Forscher können den vorgeburtlichen Hormonspiegel von Menschen ethisch nicht verändern, also verlassen sie sich auf „zufällige Experimente“, bei denen der vorgeburtliche Hormonspiegel oder die Reaktionen darauf ungewöhnlich waren, wie bei intersexuellen Menschen. Aber hormonelle und Umwelteinflüsse sind in diesen Studien verstrickt, und die Ergebnisse der Geschlechtsunterschiede im Gehirn sind inkonsistent, so dass die Wissenschaftler keine klaren Schlussfolgerungen für den Menschen ziehen können.
Gene verursachen einige Geschlechtsunterschiede im Gehirn
Während pränatale Hormone wahrscheinlich die meisten Geschlechtsunterschiede im Gehirn von Nichtmenschen verursachen, gibt es einige Fälle, in denen die Ursache direkt genetisch bedingt ist.
Das zeigte sich dramatisch bei einem Zebrafinken mit einer seltsamen Anomalie – er war auf der rechten Seite männlich und auf der linken Seite weiblich. Eine mit dem Gesang zusammenhängende Hirnstruktur war (wie bei typischen Männchen) nur auf der rechten Seite vergrößert, obwohl beide Seiten die gleiche hormonelle Umgebung erlebten. Seine Hirnasymmetrie wurde also nicht durch Hormone, sondern direkt durch die Gene verursacht. Seitdem wurden auch bei Mäusen direkte Auswirkungen von Genen auf die Geschlechtsunterschiede im Gehirn gefunden.
Lernen verändert das Gehirn
Viele Menschen gehen davon aus, dass die Geschlechtsunterschiede im menschlichen Gehirn angeboren sind, aber diese Annahme ist falsch.
Menschen lernen in der Kindheit schnell und setzen das Lernen – leider langsamer – als Erwachsene fort.
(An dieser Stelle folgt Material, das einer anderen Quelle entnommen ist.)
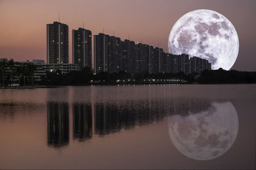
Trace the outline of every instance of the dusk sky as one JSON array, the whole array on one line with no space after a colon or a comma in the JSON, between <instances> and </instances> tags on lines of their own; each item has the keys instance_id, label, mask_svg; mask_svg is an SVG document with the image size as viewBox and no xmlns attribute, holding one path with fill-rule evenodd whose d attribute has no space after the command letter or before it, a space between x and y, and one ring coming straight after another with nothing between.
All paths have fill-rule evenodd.
<instances>
[{"instance_id":1,"label":"dusk sky","mask_svg":"<svg viewBox=\"0 0 256 170\"><path fill-rule=\"evenodd\" d=\"M186 13L198 9L216 11L234 25L239 52L232 69L256 71L256 1L1 1L0 58L46 61L46 24L58 21L72 30L83 27L159 46L168 52L170 32Z\"/></svg>"}]
</instances>

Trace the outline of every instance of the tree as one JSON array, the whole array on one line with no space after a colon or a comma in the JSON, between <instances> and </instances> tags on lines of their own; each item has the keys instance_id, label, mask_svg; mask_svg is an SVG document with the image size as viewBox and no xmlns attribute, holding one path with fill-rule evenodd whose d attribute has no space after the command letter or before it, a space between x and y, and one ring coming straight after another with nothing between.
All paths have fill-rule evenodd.
<instances>
[{"instance_id":1,"label":"tree","mask_svg":"<svg viewBox=\"0 0 256 170\"><path fill-rule=\"evenodd\" d=\"M13 69L14 67L14 60L13 59L11 59L10 60L10 61L8 62L8 66L10 68L10 70L11 71L11 82L12 82L12 83L13 83L12 71L13 71Z\"/></svg>"},{"instance_id":2,"label":"tree","mask_svg":"<svg viewBox=\"0 0 256 170\"><path fill-rule=\"evenodd\" d=\"M0 60L0 69L2 71L2 81L3 85L4 85L4 69L7 66L7 60L6 59L3 59Z\"/></svg>"},{"instance_id":3,"label":"tree","mask_svg":"<svg viewBox=\"0 0 256 170\"><path fill-rule=\"evenodd\" d=\"M33 64L28 64L26 66L26 74L28 76L29 82L28 84L30 85L34 85L34 71L36 69L36 66Z\"/></svg>"},{"instance_id":4,"label":"tree","mask_svg":"<svg viewBox=\"0 0 256 170\"><path fill-rule=\"evenodd\" d=\"M22 73L22 68L21 66L17 66L16 67L15 69L15 74L17 74L18 78L19 78L19 85L20 85L20 77L21 74Z\"/></svg>"}]
</instances>

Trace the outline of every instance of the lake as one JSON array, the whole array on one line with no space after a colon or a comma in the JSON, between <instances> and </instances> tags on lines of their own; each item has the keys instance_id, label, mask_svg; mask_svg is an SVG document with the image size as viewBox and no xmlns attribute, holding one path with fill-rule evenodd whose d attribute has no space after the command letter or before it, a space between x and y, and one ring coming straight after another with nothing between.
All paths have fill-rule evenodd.
<instances>
[{"instance_id":1,"label":"lake","mask_svg":"<svg viewBox=\"0 0 256 170\"><path fill-rule=\"evenodd\" d=\"M0 169L255 169L256 85L0 90Z\"/></svg>"}]
</instances>

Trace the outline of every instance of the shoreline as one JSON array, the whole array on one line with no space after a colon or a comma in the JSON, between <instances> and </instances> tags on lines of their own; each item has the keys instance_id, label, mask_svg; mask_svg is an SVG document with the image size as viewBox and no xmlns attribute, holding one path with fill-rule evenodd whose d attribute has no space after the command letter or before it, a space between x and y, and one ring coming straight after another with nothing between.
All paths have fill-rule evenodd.
<instances>
[{"instance_id":1,"label":"shoreline","mask_svg":"<svg viewBox=\"0 0 256 170\"><path fill-rule=\"evenodd\" d=\"M5 89L44 89L44 88L60 88L67 86L109 86L109 85L252 85L255 83L92 83L86 85L38 85L38 86L25 86L25 87L0 87L0 90Z\"/></svg>"}]
</instances>

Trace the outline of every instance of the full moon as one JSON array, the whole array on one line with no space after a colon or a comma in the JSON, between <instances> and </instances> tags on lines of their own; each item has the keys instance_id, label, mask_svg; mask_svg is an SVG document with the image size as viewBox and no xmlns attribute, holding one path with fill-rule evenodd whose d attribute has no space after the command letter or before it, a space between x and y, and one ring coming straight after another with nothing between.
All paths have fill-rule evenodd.
<instances>
[{"instance_id":1,"label":"full moon","mask_svg":"<svg viewBox=\"0 0 256 170\"><path fill-rule=\"evenodd\" d=\"M223 15L198 10L183 15L170 33L170 53L186 53L207 59L212 69L229 70L237 57L239 43L236 29Z\"/></svg>"},{"instance_id":2,"label":"full moon","mask_svg":"<svg viewBox=\"0 0 256 170\"><path fill-rule=\"evenodd\" d=\"M169 118L169 135L184 155L198 160L221 156L232 146L238 133L238 117L230 102L212 103L205 111Z\"/></svg>"}]
</instances>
Vom Erinnern von Fakten oder Gesprächen bis hin zum Verbessern musikalischer oder sportlicher Fähigkeiten – beim Lernen verändern sich die Verbindungen zwischen den Nervenzellen, die Synapsen. Diese Veränderungen sind zahlreich und häufig, aber typischerweise mikroskopisch klein – weniger als ein Hundertstel der Breite eines menschlichen Haares.
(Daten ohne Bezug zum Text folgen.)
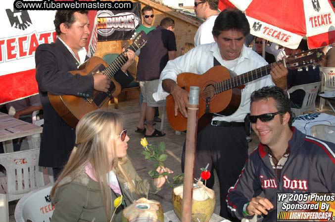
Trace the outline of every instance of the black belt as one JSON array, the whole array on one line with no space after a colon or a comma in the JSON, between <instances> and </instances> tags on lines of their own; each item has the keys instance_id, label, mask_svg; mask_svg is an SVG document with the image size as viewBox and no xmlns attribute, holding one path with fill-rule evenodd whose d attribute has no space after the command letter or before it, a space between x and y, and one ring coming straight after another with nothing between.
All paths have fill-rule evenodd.
<instances>
[{"instance_id":1,"label":"black belt","mask_svg":"<svg viewBox=\"0 0 335 222\"><path fill-rule=\"evenodd\" d=\"M244 126L244 122L226 122L226 121L213 120L212 125L215 126L228 126L229 127Z\"/></svg>"}]
</instances>

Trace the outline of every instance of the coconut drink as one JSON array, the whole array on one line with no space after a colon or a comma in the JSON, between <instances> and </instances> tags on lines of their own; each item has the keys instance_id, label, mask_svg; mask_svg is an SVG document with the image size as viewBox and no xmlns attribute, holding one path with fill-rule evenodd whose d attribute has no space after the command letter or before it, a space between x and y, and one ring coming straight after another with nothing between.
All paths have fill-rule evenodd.
<instances>
[{"instance_id":1,"label":"coconut drink","mask_svg":"<svg viewBox=\"0 0 335 222\"><path fill-rule=\"evenodd\" d=\"M137 221L144 218L150 219L147 221L150 222L164 222L160 203L143 197L125 208L122 212L122 222Z\"/></svg>"},{"instance_id":2,"label":"coconut drink","mask_svg":"<svg viewBox=\"0 0 335 222\"><path fill-rule=\"evenodd\" d=\"M183 185L173 189L172 203L173 210L179 220L182 220ZM193 185L191 221L208 222L214 211L215 194L214 190L205 186L201 181Z\"/></svg>"}]
</instances>

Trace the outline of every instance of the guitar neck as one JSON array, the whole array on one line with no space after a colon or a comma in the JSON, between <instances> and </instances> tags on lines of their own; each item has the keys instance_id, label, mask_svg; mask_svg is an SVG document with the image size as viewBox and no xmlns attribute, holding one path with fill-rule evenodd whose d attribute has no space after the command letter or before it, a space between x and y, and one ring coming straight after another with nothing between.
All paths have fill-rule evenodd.
<instances>
[{"instance_id":1,"label":"guitar neck","mask_svg":"<svg viewBox=\"0 0 335 222\"><path fill-rule=\"evenodd\" d=\"M127 48L126 51L128 49L131 49L136 52L139 48L140 47L134 42ZM103 71L104 74L107 75L109 78L113 77L114 75L117 73L117 71L128 60L128 58L125 55L124 52L122 53L108 66L106 67L106 69Z\"/></svg>"},{"instance_id":2,"label":"guitar neck","mask_svg":"<svg viewBox=\"0 0 335 222\"><path fill-rule=\"evenodd\" d=\"M233 88L238 87L257 78L270 74L271 64L260 67L214 84L215 94L221 93Z\"/></svg>"}]
</instances>

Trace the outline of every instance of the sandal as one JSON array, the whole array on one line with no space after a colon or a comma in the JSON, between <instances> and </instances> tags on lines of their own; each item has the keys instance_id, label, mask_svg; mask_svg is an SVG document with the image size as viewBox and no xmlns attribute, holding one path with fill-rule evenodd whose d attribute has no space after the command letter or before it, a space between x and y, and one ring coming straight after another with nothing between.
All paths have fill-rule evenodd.
<instances>
[{"instance_id":1,"label":"sandal","mask_svg":"<svg viewBox=\"0 0 335 222\"><path fill-rule=\"evenodd\" d=\"M138 127L136 128L137 128L137 129L136 129L136 130L135 130L135 133L140 133L143 135L145 134L145 131L146 131L146 129L145 129L145 128L144 128L143 129L141 129Z\"/></svg>"},{"instance_id":2,"label":"sandal","mask_svg":"<svg viewBox=\"0 0 335 222\"><path fill-rule=\"evenodd\" d=\"M165 134L164 133L164 134L162 133L161 131L159 131L158 130L156 130L155 129L155 131L153 131L153 133L152 133L152 134L150 135L144 135L145 137L149 138L149 137L163 137L164 136L165 136Z\"/></svg>"}]
</instances>

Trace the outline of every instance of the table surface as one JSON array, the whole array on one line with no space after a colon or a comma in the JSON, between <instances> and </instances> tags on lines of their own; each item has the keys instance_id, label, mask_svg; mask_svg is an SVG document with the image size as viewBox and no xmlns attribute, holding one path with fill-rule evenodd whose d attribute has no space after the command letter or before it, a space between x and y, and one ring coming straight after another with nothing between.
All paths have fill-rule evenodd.
<instances>
[{"instance_id":1,"label":"table surface","mask_svg":"<svg viewBox=\"0 0 335 222\"><path fill-rule=\"evenodd\" d=\"M164 221L165 222L180 222L180 221L175 214L173 210L164 213ZM223 218L215 214L212 215L212 217L209 222L231 222L227 219Z\"/></svg>"},{"instance_id":2,"label":"table surface","mask_svg":"<svg viewBox=\"0 0 335 222\"><path fill-rule=\"evenodd\" d=\"M0 142L42 132L43 127L0 112Z\"/></svg>"}]
</instances>

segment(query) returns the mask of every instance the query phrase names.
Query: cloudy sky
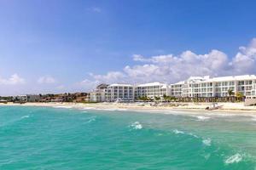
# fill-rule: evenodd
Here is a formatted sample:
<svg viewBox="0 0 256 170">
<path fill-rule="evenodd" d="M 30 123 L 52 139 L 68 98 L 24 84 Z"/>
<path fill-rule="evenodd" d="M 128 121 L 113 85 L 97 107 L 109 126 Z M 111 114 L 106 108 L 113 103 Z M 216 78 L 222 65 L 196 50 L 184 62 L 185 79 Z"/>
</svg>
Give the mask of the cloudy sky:
<svg viewBox="0 0 256 170">
<path fill-rule="evenodd" d="M 256 74 L 255 6 L 0 0 L 0 96 Z"/>
</svg>

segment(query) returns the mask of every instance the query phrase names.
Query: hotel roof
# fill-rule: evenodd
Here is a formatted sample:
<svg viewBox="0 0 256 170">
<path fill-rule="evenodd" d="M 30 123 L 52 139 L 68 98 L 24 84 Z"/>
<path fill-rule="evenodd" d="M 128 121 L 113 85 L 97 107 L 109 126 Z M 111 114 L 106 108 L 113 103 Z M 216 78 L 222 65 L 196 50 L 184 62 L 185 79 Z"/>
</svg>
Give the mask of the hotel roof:
<svg viewBox="0 0 256 170">
<path fill-rule="evenodd" d="M 131 84 L 110 84 L 109 87 L 133 87 Z"/>
<path fill-rule="evenodd" d="M 137 87 L 147 87 L 147 86 L 166 86 L 167 84 L 163 82 L 149 82 L 145 84 L 139 84 Z"/>
</svg>

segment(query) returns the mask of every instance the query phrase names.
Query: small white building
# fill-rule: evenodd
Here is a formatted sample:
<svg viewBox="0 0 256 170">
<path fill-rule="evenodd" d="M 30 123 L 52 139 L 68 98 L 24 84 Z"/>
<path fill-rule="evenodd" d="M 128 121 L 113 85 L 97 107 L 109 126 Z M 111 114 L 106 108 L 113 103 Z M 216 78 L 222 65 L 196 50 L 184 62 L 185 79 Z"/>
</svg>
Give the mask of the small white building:
<svg viewBox="0 0 256 170">
<path fill-rule="evenodd" d="M 38 94 L 26 94 L 27 102 L 38 102 L 40 101 L 41 97 Z"/>
<path fill-rule="evenodd" d="M 26 95 L 17 95 L 17 96 L 13 96 L 13 100 L 15 102 L 26 102 L 27 98 Z"/>
<path fill-rule="evenodd" d="M 139 84 L 135 88 L 135 98 L 148 97 L 154 99 L 154 97 L 162 98 L 164 95 L 171 95 L 171 87 L 166 83 L 151 82 L 145 84 Z"/>
<path fill-rule="evenodd" d="M 171 85 L 175 97 L 227 97 L 229 90 L 241 93 L 247 98 L 255 98 L 256 76 L 190 76 L 188 80 Z"/>
<path fill-rule="evenodd" d="M 131 84 L 110 84 L 105 91 L 106 101 L 134 101 L 134 86 Z"/>
<path fill-rule="evenodd" d="M 95 89 L 90 92 L 90 102 L 104 102 L 105 101 L 105 89 Z"/>
</svg>

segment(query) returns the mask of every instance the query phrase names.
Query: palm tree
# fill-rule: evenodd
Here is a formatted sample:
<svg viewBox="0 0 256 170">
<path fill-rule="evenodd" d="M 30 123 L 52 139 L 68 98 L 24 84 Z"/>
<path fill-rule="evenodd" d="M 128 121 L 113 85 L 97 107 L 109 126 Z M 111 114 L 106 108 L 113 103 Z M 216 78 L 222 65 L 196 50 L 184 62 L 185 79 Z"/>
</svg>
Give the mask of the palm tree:
<svg viewBox="0 0 256 170">
<path fill-rule="evenodd" d="M 230 88 L 228 90 L 228 94 L 229 94 L 229 96 L 233 96 L 235 94 L 235 93 L 233 92 L 233 90 L 231 88 Z"/>
<path fill-rule="evenodd" d="M 234 96 L 235 95 L 235 93 L 233 92 L 233 90 L 231 88 L 230 88 L 228 90 L 228 94 L 229 94 L 229 97 L 230 96 Z M 228 98 L 230 101 L 231 101 L 231 99 L 230 98 Z"/>
<path fill-rule="evenodd" d="M 236 97 L 238 99 L 239 101 L 241 101 L 241 99 L 243 98 L 243 94 L 241 92 L 237 92 L 236 94 Z"/>
<path fill-rule="evenodd" d="M 164 94 L 163 98 L 165 101 L 167 101 L 169 99 L 169 96 L 167 96 L 166 94 Z"/>
</svg>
Studien über einen ungewöhnlichen Beruf zeigen jedoch, dass Lernen das Gehirn von Erwachsenen dramatisch verändern kann. Londoner Taxifahrer müssen „das Wissen“ auswendig lernen – die komplexen Routen, Straßen und Wahrzeichen ihrer Stadt. Forscher entdeckten, dass dieses Lernen den Hippocampus eines Fahrers physisch veränderte, eine Gehirnregion, die für die Navigation entscheidend ist. Es wurde festgestellt, dass der hintere Hippocampus von Londoner Taxifahrern um Millimeter größer ist als der von Nichtfahrern – mehr als 1.000 Mal so groß wie die Synapsen.
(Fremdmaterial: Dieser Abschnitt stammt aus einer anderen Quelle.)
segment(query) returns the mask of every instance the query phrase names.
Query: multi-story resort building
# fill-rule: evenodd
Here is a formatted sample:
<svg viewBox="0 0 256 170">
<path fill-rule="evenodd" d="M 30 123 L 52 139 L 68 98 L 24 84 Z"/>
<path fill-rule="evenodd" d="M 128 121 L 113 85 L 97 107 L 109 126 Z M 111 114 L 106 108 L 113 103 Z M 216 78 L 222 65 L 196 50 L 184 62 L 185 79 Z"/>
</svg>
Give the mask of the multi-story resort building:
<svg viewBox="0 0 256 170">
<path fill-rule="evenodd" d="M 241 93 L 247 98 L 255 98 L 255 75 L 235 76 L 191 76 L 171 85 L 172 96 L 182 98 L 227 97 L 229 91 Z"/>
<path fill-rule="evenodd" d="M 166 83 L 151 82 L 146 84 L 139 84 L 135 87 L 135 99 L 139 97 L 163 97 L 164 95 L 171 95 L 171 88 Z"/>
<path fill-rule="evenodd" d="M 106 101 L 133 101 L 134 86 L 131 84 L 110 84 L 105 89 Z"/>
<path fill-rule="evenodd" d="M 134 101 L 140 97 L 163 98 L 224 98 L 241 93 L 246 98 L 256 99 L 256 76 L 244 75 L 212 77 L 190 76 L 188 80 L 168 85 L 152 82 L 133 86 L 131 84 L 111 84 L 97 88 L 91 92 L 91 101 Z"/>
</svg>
Es ist also nicht realistisch anzunehmen, dass die Geschlechtsunterschiede im menschlichen Gehirn angeboren sind. Sie können auch durch Lernen entstehen. Menschen leben in einer grundlegend geschlechtsspezifischen Kultur, in der sich Erziehung, Bildung, Erwartungen und Möglichkeiten je nach Geschlecht unterscheiden, von der Geburt bis zum Erwachsenenalter, was das Gehirn unweigerlich verändert.
Endlich sind alle Geschlechtsunterschiede in den Gehirnstrukturen höchstwahrscheinlich auf eine komplexe und interagierende Kombination von Genen, Hormonen und Lernen zurückzuführen.